Chinese companies continue to be on a shopping spree in Europe and Germany in particular. A fresh study shows that takeovers are usually in line with Beijing's new industrial strategy where nothing is left to chance.
When looking to acquire stakes in German companies, Chinese investors more often than not act in line with their government's economic agenda, a survey published by the Bertelsmann Foundation showed Tuesday.

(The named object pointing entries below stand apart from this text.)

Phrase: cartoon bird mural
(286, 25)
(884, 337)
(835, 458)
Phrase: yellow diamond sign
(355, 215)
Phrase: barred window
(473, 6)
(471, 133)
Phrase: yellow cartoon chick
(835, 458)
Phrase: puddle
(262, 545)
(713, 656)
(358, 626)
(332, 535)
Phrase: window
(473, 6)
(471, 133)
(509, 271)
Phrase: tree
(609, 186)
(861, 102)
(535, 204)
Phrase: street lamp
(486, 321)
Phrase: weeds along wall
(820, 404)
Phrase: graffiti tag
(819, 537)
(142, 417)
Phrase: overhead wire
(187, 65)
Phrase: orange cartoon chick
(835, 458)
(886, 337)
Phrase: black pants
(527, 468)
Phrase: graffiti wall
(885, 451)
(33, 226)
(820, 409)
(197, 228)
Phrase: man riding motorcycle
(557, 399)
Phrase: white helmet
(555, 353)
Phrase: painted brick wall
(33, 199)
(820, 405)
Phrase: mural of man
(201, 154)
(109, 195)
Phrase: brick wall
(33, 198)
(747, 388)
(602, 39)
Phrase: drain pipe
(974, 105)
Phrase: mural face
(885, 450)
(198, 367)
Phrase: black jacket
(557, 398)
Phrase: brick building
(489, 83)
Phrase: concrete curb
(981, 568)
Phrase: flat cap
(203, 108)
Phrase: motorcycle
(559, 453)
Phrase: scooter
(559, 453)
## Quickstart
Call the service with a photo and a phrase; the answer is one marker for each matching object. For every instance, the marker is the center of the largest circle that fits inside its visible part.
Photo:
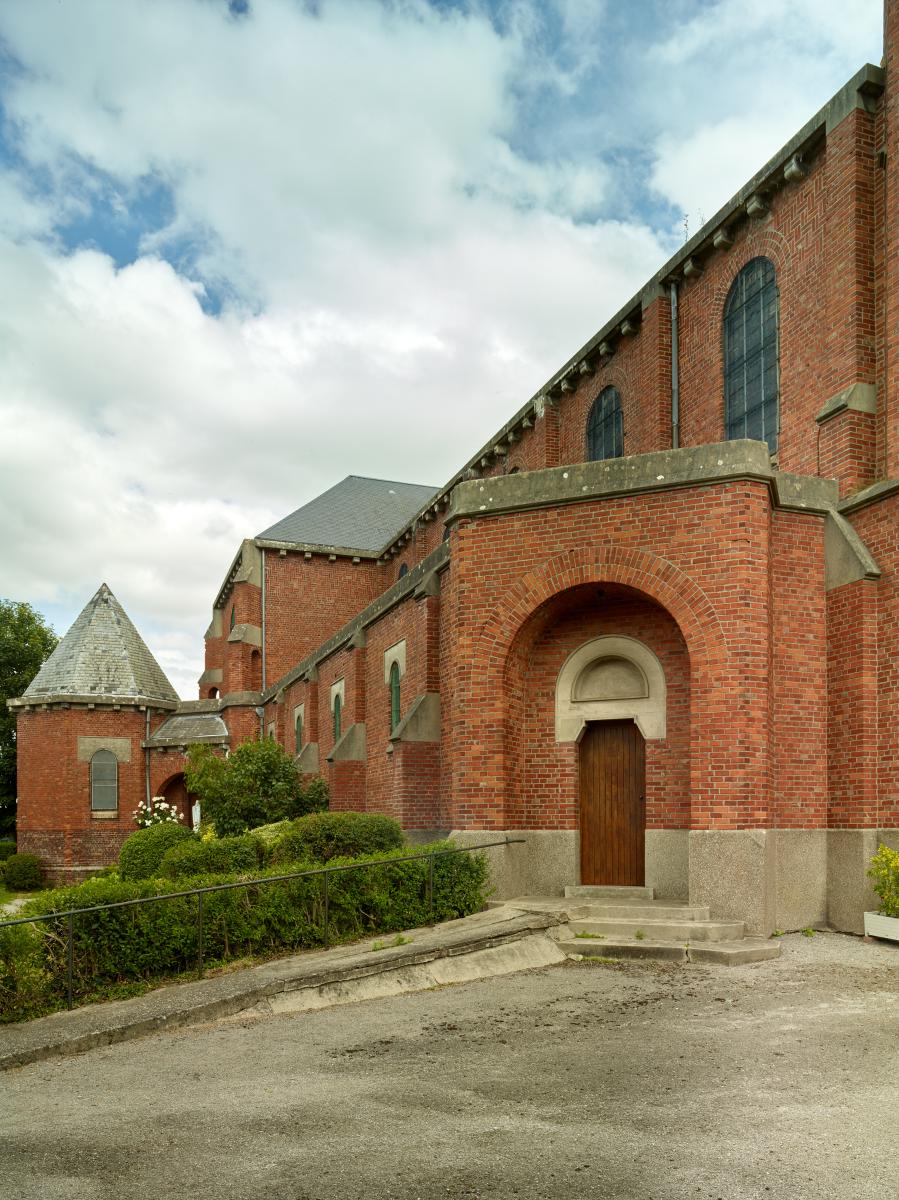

The author of the study, Cora Jungbluth, said it was Beijing's explicit policy to turn the world's second-largest economy from a mere workshop into a global technology leader, with "the acquisition of stakes or complete takeovers of foreign firms being part and parcel of that strategy."
No accidental choice
The analysis of 175 Chinese investments in German companies between 2014 and 2017 revealed that in two-thirds of all cases stakes were secured in the very key industrial sectors that Beijing said it wanted to boost over the next couple of years.
Formally, most of the Chinese companies buying into German firms were in private hands. But the Bertelsmann Foundation's Cora Jungbluth said it was unclear to what extent private entrepreneurs were instructed or guided by Beijing in their foreign acquisitions.
Jungbluth therefore argued that regulators should look harder at the potential long-term impact of Chinese takeovers in Germany, suggesting that authorities should even examine bids for stakes as low as 10-percent — to replace the current policy under which bids are only scrutinized, if they would lead to a Chinese stake in German companies of at least 25 percent.